\section{K-buckets}
K-buckets is a data structure for efficiently storing a set of nodes close to a
certain key called the base key. The base key is constant throughout the
lifetime of a k-buckets instance.
\begin{code}
{-# LANGUAGE GeneralizedNewtypeDeriving #-}
{-# LANGUAGE NamedFieldPuns #-}
{-# LANGUAGE Trustworthy #-}
module Network.Tox.DHT.KBuckets where
import Control.Applicative (Applicative, (<$>))
import Data.Binary (Binary)
import Data.Foldable (toList)
import Data.List (sortBy)
import Data.Map (Map)
import qualified Data.Map as Map
import Data.Maybe (isJust)
import Data.Ord (comparing)
import Data.Traversable (Traversable, mapAccumR,
traverse)
import Data.Word (Word8)
import Test.QuickCheck.Arbitrary (Arbitrary, arbitrary)
import Test.QuickCheck.Gen (Gen)
import qualified Test.QuickCheck.Gen as Gen
import Network.Tox.Crypto.Key (PublicKey)
import Network.Tox.DHT.ClientList (ClientList)
import qualified Network.Tox.DHT.ClientList as ClientList
import Network.Tox.DHT.Distance (Distance)
import qualified Network.Tox.DHT.Distance as Distance
import Network.Tox.NodeInfo.NodeInfo (NodeInfo)
import qualified Network.Tox.NodeInfo.NodeInfo as NodeInfo
import Network.Tox.Time (Timestamp)
\end{code}
A k-buckets is a map from small integers \texttt{0 <= n < 256} to Client Lists
of maximum size $k$. Each Client List is called a (k-)bucket. A k-buckets is
equipped with a base key, and each bucket has this key as its base key.

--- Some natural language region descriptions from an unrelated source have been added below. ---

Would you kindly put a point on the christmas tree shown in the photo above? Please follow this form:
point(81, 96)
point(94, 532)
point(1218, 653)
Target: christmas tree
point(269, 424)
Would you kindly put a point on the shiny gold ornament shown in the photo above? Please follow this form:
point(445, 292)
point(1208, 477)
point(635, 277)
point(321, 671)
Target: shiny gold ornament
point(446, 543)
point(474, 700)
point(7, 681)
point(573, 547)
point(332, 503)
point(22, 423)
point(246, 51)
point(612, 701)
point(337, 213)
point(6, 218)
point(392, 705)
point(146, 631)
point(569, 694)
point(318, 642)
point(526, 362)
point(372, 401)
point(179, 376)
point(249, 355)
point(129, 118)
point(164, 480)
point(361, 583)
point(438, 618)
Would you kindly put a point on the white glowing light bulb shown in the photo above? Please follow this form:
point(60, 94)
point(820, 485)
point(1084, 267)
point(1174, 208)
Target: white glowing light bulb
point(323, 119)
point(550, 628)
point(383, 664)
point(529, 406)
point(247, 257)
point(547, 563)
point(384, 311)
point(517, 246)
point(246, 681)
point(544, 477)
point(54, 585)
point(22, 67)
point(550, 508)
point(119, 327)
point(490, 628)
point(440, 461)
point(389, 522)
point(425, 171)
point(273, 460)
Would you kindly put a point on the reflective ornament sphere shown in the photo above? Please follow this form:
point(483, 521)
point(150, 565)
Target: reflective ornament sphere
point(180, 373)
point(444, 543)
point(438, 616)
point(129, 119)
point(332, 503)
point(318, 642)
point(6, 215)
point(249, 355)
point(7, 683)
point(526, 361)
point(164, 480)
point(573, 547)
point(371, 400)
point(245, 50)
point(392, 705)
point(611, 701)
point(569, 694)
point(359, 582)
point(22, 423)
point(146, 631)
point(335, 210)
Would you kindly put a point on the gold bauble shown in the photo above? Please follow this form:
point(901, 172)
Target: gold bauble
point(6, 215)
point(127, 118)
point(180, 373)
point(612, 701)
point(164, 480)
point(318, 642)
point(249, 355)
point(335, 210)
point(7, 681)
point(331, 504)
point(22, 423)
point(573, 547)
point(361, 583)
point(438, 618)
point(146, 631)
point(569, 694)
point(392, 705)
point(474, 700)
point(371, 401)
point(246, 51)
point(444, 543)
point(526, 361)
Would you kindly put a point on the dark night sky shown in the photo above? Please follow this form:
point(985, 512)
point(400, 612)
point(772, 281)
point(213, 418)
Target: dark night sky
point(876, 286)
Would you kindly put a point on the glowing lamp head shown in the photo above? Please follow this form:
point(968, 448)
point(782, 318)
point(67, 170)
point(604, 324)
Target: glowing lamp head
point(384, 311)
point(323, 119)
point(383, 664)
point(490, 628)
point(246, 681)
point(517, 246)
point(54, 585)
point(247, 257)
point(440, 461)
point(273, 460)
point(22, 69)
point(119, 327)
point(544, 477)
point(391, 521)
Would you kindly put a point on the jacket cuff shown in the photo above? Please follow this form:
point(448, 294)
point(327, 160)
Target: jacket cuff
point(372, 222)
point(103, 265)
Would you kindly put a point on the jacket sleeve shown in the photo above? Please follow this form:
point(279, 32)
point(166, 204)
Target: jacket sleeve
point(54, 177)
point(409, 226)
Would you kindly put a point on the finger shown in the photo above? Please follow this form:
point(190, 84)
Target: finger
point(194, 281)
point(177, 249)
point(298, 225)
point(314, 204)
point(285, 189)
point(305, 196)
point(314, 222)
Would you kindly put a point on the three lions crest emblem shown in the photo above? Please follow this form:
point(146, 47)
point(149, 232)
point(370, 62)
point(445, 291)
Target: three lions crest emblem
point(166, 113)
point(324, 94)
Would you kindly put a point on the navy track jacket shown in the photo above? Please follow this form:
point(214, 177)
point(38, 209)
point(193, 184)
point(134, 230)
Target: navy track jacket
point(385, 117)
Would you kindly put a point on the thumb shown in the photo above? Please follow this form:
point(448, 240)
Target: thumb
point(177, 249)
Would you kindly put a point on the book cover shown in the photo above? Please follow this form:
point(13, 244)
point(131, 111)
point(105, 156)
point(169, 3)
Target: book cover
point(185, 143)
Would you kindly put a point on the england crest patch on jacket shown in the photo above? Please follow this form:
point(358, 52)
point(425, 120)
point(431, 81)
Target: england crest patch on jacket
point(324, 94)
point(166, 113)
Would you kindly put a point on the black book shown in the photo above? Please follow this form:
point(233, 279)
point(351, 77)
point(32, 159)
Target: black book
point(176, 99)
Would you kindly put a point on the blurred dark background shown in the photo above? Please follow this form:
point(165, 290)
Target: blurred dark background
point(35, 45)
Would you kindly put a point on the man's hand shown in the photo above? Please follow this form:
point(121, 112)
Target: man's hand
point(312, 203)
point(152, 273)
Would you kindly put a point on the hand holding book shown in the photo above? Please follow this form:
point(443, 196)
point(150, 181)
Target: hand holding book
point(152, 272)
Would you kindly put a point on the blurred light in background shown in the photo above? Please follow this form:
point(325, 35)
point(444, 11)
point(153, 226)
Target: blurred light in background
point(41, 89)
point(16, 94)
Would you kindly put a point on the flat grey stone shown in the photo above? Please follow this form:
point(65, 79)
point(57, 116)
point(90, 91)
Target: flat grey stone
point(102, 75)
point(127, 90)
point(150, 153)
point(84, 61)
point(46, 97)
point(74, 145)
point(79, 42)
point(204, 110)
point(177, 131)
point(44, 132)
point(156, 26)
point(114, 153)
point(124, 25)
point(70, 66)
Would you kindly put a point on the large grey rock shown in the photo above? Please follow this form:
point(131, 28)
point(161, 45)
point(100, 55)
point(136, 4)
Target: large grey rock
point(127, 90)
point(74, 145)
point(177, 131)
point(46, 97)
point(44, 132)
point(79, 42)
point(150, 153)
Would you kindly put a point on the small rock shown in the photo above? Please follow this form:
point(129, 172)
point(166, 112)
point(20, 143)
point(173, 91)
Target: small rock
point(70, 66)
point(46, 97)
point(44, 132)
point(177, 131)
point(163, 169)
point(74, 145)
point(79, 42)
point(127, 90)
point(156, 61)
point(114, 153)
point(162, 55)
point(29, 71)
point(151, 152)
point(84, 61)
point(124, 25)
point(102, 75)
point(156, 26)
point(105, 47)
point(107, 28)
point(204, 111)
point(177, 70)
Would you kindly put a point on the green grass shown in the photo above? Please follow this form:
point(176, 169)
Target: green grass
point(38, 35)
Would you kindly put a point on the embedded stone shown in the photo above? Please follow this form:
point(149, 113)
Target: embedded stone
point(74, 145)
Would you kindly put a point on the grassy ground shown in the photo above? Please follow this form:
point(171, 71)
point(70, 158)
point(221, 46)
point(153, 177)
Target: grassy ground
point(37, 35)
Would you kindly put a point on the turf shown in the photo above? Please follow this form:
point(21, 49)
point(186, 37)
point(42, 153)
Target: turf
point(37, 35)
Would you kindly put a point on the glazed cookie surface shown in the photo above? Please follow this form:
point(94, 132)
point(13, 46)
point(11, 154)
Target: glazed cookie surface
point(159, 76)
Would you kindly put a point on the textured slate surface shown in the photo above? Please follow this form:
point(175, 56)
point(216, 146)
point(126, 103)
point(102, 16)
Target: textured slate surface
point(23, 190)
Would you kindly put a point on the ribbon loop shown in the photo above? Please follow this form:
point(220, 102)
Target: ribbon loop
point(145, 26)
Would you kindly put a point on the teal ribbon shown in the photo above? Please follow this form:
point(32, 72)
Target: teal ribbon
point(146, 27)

\texttt{k} is called the bucket size. The default bucket size is 8.
A large bucket size was chosen to increase the speed at which peers are found.
\begin{code}
data KBuckets = KBuckets
{ bucketSize :: Int
, buckets :: Map KBucketIndex ClientList
, baseKey :: PublicKey
}
deriving (Eq, Read, Show)
defaultBucketSize :: Int
defaultBucketSize = 8
empty :: PublicKey -> KBuckets
empty = KBuckets defaultBucketSize Map.empty
\end{code}
The above number \texttt{n} is the bucket index. It is a non-negative integer
with the range \texttt{[0, 255]}, i.e. the range of an 8 bit unsigned integer.
\begin{code}
newtype KBucketIndex = KBucketIndex Word8
deriving (Eq, Ord, Read, Show, Num, Binary, Enum)
\end{code}
\subsection{Bucket Index}
The index of the bucket can be computed using the following function:
\texttt{bucketIndex(baseKey, nodeKey) = 255 - log\_2(distance(baseKey,
nodeKey))}. This function is not defined when \texttt{baseKey == nodeKey},
meaning k-buckets will never contain a Node Info about the base node.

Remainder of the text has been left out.